The listening test contains four recordings. Before listening to each one of them, you will be given some time (around 20-35 seconds) to read the questions.

It would be best if you learned to use this time well. It might not be very long, but it’s long enough to do the vital preparation work that will enable you to answer the questions successfully.

In the listening test, you will be asked a variety of different types of questions. During this time, you must be able to quickly identify what types of questions you are required to answer. Sometimes the introduction will tell you, or it will be obvious. Other times, you will have to look more closely to decide.

It would help if you also tried to predict the answer. This means to say what type of word you think the answer will be based on the evidence that you have. Prediction is one of the most valuable strategies of the IELTS listening test because it identifies the type of information you will need to listen for in the recording.

2. Beware the distractors

The IELTS Listening test is designed to show which candidates can listen effectively and which can’t. One way of doing so is to set traps in the recording and see whether you fall into them. These traps are called distractors, and you need to know about them and how to avoid them.

Distractors are most often seen in dialogues in the listening test, where a speaker says something and is then corrected themselves or by the other speaker. That means that you will hear the same piece of information in two versions. One is correct, and one is not, and if you are not listening carefully, it’s very easy to write down the wrong one. It’s not challenging to find the answers when the dialogue is written down in front of you. But when you are listening, it is much more confusing.

There is really only one way to deal with distractors effectively, and that is to take as many practice tests as you can. Probably the best way of doing this is through taking online IELTS mock tests on

3. Be accurate

In the Listening test, you need to be completely precise when answering the questions. This means that you should write down exactly what you hear and what is expected in the question and no more or less. For example, let’s say the question asks you to complete the phrase “help with taking …….. “ and the answer is “notes”. The only answer that will be marked correct is “notes”. So if you write “taking notes” or “making notes” or “note taking” you will not receive a point (even though you know the answer and have included it).

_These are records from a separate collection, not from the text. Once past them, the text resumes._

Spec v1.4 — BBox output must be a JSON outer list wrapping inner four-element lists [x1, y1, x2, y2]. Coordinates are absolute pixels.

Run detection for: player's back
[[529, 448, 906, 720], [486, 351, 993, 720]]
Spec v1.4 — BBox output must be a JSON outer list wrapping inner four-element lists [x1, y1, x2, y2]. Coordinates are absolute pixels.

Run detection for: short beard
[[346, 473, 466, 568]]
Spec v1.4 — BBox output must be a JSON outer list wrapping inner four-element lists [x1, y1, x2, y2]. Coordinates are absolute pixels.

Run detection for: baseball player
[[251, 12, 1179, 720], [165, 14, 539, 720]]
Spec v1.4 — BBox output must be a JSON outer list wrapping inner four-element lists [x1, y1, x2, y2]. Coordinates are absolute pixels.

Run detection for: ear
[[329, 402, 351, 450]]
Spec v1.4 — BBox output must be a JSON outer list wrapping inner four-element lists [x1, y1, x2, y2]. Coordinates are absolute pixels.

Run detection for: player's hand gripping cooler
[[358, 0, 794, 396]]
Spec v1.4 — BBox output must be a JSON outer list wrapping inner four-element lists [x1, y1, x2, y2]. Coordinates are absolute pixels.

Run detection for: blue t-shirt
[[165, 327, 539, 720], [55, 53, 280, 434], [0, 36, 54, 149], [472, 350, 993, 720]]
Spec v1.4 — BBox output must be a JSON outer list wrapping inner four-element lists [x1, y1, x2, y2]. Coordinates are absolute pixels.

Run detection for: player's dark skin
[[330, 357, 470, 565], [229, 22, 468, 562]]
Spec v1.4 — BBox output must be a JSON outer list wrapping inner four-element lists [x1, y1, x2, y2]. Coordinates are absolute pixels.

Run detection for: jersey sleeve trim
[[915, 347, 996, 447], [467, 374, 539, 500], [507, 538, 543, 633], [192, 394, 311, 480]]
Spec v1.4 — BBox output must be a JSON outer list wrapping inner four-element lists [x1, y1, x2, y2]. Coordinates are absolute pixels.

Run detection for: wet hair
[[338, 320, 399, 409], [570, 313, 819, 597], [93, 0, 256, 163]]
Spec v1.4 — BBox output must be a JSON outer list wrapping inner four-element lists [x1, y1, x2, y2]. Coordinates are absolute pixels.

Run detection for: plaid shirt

This rule also applies to spelling. Spelling is very important, but many IELTS candidates don’t pay enough attention to it. All of your spelling must be accurate, or you run the risk of losing a mark. This applies to capitalization as well. If you fail to capitalize proper names, for instance, you will not be given a mark.

I hope that these simple tips can help you succeed in the IELTS listening test. These tips need to be practised several times before you can successfully implement them, so make sure that test day is not the first time you do an IELTS Listening test. Try to do at least four or five practice tests in advance to get used to the preparation and test time, reading and listening to the questions, and writing accurate answers.